What a great man and friend! Not only to us but the poor and oppressed around the world...through his humanitarian work with the American Medical Resources Foundation (AMRF) and others.

Tom Judd


I would like to express my deep sadness about the loss of Dave Harrington. Dave passed away in September 2018 after a long and distinguished career in clinical engineering. He was a constant and long-time contributor to our newsletter. I have had the pleasure of serving as the managing editor of ACCE newsletter for many years now and I am pretty sure that Dave’s column has been in every issue since I started. I found his articles to be witty, smart, and full of wisdom. And he did not pull any punches. Dave was very good at making suggestions, sometimes in an irreverent way, for how we could improve our profession or how the overall healthcare system could improve.
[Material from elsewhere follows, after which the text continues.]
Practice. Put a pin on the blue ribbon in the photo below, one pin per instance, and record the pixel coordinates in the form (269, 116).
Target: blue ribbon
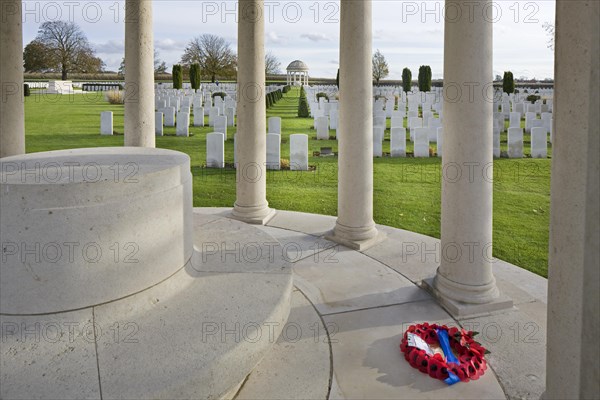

Thank you very much for your many contributions to our profession Dave. You will be missed! Clinical engineering and our newsletter will not be the same without you.

Jim Keller


Dave was one of those for whom you can truly say, "They broke the mold."  He was one of the pioneers of our industry, educating hundreds of young men and women at Franklin Institute, prior to his many years with us at Technology in Medicine.  Always insightful, he could quickly cut to the chase in many areas and was passionate about the profession.  "The Penalty Box" is empty.  We will miss you, Dave.

Ray Zambuto


Dave was a great mentor and colleague. He welcomed me to the Boston area in the early 80s and was always involved in Clinical Engineering in the Boston area, the USA and Planet Earth. He always was available to colleagues and me for advice and assistance. Our field and humanity are diminished by his passing.

Hank Stankiewicz


We have lost a deeply caring humanitarian, a prolific writer of both professional educational materials and wise guidance through his commentary, a remarkable contributor to the field of medical engineering, and a man of insight and wit. After brief interactions with Dave in Boston in the 70’s, I came to know him later as a leader in our field in New England and beyond, someone who liked to brighten up your day by sharing humor on his email listserv, and a hockey enthusiast – wish I could have gone to a Beanpot with him.  

Tobey Clark, Burlington, VT


 We will forever miss Dave’s column, his acerbic wit, and the penalty box and hockey stick icon he used as metaphors for all things right and wrong with clinical engineering and healthcare. Henceforth, the ACCE News Penalty Box column and hockey stick icon are retired in Dave’s name.